The Legislative Black Caucus had made the expansion a top priority for the second year in a row. None of the 15 companies chosen to grow medical marijuana are owned by African-Americans, despite a state law requiring regulators to seek diversity.
The caucus had set a Jan. 30 goal to get the expansion passed and sent to the governor, but the annual 90-day session is nearing its conclusion without an agreement.
Meanwhile, other large, unresolved issues appear likely to win final passage next week.

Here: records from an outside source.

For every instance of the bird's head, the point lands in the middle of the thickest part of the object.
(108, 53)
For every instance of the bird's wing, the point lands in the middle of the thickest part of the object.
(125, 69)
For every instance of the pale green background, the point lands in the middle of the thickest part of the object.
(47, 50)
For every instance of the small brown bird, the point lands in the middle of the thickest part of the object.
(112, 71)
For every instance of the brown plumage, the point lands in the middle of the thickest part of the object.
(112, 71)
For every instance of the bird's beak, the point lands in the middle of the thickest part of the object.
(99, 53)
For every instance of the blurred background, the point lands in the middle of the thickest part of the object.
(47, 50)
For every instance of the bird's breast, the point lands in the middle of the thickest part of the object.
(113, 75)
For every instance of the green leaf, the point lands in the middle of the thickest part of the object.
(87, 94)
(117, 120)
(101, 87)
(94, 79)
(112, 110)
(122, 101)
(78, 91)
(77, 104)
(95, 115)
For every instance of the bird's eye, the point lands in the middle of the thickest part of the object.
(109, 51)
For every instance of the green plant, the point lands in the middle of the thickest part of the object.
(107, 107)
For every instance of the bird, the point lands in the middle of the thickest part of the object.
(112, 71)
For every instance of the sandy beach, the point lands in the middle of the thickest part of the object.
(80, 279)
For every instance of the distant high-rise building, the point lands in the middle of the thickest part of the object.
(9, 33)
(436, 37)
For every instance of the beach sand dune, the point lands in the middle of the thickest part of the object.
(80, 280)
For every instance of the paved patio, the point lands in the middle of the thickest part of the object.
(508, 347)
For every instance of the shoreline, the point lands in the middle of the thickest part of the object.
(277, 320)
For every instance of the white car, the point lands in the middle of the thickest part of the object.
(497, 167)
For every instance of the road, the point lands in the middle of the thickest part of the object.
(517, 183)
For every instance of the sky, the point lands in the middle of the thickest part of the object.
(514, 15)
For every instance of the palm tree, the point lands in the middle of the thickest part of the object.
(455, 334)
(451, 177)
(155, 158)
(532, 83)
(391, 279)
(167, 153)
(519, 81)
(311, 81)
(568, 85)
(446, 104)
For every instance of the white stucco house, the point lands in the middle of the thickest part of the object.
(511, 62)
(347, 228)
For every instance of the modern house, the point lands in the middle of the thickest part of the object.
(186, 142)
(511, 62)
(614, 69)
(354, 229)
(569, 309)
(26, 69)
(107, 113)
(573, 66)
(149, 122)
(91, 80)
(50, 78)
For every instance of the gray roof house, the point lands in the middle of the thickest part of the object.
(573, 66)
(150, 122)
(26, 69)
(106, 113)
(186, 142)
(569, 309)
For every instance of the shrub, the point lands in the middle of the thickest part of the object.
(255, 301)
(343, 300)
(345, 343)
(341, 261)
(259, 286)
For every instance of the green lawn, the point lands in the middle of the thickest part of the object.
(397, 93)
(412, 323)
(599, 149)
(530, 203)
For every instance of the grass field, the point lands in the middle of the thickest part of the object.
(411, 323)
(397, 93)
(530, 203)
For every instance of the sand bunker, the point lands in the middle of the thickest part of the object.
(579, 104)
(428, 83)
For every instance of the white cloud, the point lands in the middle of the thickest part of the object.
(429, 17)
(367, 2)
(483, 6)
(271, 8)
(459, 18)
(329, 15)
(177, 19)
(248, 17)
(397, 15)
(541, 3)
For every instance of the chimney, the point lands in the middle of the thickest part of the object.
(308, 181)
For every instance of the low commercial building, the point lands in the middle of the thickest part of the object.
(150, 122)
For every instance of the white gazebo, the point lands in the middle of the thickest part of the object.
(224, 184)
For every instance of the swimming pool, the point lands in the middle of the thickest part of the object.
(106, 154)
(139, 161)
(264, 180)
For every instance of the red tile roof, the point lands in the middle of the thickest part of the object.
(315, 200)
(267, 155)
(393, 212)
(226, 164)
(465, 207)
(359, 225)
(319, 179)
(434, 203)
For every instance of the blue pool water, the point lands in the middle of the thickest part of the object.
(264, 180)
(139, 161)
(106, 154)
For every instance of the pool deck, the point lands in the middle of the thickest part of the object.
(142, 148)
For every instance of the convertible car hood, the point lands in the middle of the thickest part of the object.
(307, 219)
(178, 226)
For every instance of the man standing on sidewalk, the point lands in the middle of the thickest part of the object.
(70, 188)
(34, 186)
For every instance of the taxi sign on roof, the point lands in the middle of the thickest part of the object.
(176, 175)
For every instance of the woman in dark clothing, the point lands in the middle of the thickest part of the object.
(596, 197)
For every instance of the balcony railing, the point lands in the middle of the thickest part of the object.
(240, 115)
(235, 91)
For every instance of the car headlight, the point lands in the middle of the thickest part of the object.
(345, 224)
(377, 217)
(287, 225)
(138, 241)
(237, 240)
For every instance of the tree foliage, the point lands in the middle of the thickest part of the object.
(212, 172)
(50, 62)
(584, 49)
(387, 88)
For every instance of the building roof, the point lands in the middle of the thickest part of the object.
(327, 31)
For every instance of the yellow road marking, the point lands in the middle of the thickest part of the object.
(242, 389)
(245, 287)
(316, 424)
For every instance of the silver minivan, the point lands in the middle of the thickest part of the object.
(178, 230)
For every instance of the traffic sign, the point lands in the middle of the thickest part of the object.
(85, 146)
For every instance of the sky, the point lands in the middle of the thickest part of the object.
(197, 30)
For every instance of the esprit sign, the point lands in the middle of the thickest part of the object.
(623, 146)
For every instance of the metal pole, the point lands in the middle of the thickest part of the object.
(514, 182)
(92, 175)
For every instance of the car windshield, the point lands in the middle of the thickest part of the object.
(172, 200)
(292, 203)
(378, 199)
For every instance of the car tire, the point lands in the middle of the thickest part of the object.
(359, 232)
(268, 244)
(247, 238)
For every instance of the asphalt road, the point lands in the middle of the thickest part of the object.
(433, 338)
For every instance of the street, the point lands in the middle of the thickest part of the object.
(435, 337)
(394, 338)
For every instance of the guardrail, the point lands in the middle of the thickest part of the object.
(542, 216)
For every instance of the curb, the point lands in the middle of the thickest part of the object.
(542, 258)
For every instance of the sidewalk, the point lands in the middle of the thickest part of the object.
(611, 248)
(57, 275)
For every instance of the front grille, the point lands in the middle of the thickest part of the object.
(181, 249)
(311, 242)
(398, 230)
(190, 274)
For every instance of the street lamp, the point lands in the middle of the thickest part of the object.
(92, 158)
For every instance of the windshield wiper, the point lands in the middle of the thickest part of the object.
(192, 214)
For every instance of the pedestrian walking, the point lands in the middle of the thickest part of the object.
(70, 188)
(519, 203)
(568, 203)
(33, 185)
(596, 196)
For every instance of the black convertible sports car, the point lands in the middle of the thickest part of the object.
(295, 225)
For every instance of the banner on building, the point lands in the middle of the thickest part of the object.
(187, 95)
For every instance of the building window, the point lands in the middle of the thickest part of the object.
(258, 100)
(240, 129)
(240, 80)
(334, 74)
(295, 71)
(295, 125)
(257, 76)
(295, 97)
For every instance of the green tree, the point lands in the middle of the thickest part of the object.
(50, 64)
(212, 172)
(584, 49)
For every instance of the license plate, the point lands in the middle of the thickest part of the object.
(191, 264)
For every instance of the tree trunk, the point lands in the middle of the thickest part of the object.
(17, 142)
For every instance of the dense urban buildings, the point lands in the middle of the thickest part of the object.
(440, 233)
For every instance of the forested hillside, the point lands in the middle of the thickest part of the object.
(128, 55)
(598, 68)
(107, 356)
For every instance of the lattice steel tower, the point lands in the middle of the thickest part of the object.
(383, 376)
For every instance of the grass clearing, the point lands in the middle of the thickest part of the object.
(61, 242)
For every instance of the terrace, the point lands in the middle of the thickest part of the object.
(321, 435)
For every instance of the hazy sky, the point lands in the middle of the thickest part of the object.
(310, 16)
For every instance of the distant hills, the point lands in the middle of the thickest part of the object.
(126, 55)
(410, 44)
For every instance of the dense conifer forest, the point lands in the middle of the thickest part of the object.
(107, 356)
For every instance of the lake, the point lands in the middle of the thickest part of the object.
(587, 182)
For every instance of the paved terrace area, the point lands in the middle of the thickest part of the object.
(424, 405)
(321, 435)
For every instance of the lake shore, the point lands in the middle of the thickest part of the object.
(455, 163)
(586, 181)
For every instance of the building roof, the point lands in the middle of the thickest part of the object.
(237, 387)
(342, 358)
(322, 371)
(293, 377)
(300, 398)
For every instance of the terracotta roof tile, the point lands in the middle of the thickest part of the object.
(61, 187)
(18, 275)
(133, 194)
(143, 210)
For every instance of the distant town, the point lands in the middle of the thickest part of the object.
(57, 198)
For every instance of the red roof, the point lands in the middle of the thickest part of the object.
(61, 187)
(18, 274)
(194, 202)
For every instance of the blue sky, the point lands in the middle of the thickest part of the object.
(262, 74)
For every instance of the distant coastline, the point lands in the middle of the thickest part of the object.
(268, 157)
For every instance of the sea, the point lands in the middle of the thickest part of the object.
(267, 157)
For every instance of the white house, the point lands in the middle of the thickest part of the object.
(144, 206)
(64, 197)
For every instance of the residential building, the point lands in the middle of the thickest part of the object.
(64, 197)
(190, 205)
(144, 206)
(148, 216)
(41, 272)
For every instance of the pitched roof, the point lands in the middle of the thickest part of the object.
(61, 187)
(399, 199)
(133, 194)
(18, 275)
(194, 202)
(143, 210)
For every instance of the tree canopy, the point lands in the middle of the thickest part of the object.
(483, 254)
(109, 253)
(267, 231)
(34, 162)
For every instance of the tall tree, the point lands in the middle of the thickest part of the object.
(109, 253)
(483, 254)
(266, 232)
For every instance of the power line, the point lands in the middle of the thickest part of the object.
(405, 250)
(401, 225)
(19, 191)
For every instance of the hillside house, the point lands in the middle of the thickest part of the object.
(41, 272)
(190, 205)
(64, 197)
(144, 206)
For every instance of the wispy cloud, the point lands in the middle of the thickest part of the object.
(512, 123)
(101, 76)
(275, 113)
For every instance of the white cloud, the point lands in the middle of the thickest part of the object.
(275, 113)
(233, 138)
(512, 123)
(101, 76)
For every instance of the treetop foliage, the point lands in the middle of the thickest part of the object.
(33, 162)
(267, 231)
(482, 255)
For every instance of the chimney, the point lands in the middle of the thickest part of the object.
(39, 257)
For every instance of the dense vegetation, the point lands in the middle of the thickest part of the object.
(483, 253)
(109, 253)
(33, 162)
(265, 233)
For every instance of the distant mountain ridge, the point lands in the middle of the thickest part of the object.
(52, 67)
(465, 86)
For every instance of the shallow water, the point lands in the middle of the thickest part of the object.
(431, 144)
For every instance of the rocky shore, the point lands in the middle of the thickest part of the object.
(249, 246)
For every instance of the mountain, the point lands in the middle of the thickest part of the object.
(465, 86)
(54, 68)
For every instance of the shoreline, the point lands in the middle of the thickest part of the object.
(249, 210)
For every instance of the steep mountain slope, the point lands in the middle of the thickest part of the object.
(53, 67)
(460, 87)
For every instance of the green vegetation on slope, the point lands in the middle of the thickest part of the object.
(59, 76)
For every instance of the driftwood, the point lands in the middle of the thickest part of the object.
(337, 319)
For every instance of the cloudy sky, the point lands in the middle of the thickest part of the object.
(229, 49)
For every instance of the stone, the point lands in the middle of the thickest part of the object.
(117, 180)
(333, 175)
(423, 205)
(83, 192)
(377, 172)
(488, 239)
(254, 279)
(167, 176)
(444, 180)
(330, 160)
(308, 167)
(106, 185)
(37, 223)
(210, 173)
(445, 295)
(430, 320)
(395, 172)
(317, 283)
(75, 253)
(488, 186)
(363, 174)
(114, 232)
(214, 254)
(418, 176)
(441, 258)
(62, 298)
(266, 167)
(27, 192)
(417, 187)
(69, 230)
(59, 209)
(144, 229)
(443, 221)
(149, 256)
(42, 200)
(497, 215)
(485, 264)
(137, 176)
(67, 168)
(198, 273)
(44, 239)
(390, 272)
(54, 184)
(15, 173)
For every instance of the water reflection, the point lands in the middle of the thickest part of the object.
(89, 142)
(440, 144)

Each chamber has already given initial approval to a plan that will prevent the collapse of the individual health insurance market by imposing a $380 million tax on insurance companies. Insurers had paid a similar tax to the federal government, but Congress scrapped it for a year. The money will be used to help drive down the cost of policies sold on the Maryland’s health care exchange. A few details about implementing the plan must be resolved before the legislation is sent to Hogan for his promised signature.
A half dozen measures to increase school safety and address gun violence are still pending, but have taken on greater urgency after the school shooting at Great Mills High School in St. Mary’s County two weeks ago. The laws were proposed amid a national conversation about gun violence in schools, and legislators are weighing whether to devise active shooter plans for all schools, requiring districts to hire security administrators and provide more training for school police officers.
Lawmakers appear poised to ban possession of bump stocks, an accessory that converts a semi-automatic gun into one that can fire almost as quickly as a machine gun. Hogan has expressed support for the measure.
Last week, lawmakers approved a $44.5 billion budget that includes $41 million to pay for school safety initiatives. Additional safety measures also have drawn bipartisan support and leaders say they appear likely to pass within the next week.
Among those is a so-called “red flag” law that would allow judges to order gun owners to temporarily surrender their firearms if they’re deemed a threat to themselves or others. More than 20 states have considered such laws after a former student killed 17 people at a Parkland, Fla., high school in February.
Lawmakers are also racing to resolve a record number of other bills before the deadline to adjourn next Monday, including legislation to relegate the state’s pro-Confederate state song to a “historical” and not “official” status.